Il n'est pas rare que le monde entier se moque des Congolais(es). Il est rare que ceux qui se moquent des Congolais(es) fassent, au même moment, une relecture de l'histoire du Congo-Kinshasa. Rares sont les citoyens du monde pouvant se rappeler que ce pays a connu, sous Léopold II, des mains coupées. C'est-à-dire un esclavage exterminant des Congolais(es)  incapables de fournir la quantité de caoutchouc indispensable à l'industrie automobile occidentale selon les administrateurs du Roi des  Belges. Le Congo et les Congolais(es) ont réussi à survivre à cette traite négrière. Et ce pays a fourni  aux USA l'uranium dont ils ont fait usage pour gagner, en partie, la deuxième guerre mondiale. Comment a-t-il été payé ? En monnaie de singe. Les Anglo-saxons, bénéficiaires de la victoire sur les Nazis, ont participé à l'assassinat du premier ministre Congolais issu des élections au suffrage universel, Patrice Emery Lumumba, en janvier 1961. Ainsi ont-ils créé, ce que Frantz Fanon dénomme, ''la désorientation existentielle''. Avec la complicité de certains congolais.

 

Plusieurs compatriotes avaient déconseillé ''le dialogue'' avec ''le Cheval de Troie'' du Rwanda. A la sortie du ''Rassemblement de Genval'', plusieurs compatriotes l'ont remis en question. Je fais partie de ceux qui ont été copieusement insultés pour avoir participé à cet exercice de la pensée. Le développement de ''la politique-Tshididi'' au pays  semble donner raison aux compatriotes ayant tiré une sonnette d'alarme à la  naissance de ce ''Rassemblement''. Soit ! Il est là. Divisé en deux ailes. Une aile reconnue par la CENCO et une autre dont un membre vient d'être nommé ''Premier Ministre'' pour l'amusement de la galerie. Plusieurs compatriotes sont d'avis que la multiplication des nominations des Premiers Ministres débauchés de leurs partis politiques sous la dictature de Mobutu n'a rien apporté de salutaire au pays de Lumumba. Les mêmes causes produisant les mêmes effets, alias Joseph Kabila ne va pas inventer la roue.

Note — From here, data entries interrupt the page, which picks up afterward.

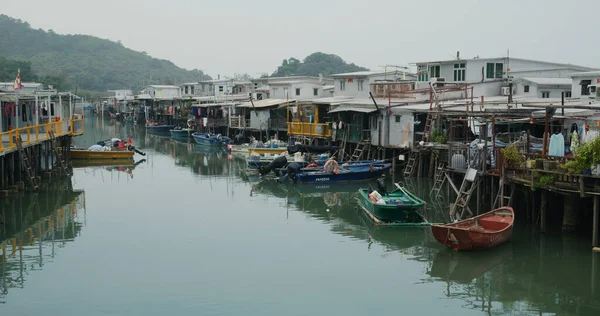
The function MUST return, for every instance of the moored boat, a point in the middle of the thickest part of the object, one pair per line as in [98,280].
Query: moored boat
[207,139]
[105,154]
[478,233]
[182,132]
[399,206]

                                                   

''Mukupa kawutu wamana mbua'', nous rappelle Dikita

(La rage n'extermine pas les chiens)

Aller s'agenouiller ou s'incliner devant un mercenaire occupé à exterminer les Congolais(es) est un signe à la fois d'esclavage volontaire, de lâcheté et de trahison de la cause congolaise. Ce geste de soumission peut avoir des incidences négatives sur certains résistants luttant contre l'imposture. Il peut les dérouter. Dieu merci ! Il est souvent posé par ceux et celles qui, depuis 1996, ''ont choisi alias Joseph Kabila'' Ils restent égaux à eux-mêmes. Ils sont constants. Même s'il leur arrive, après ces agenouillements serviles, de dire : « Le peuple d'abord ».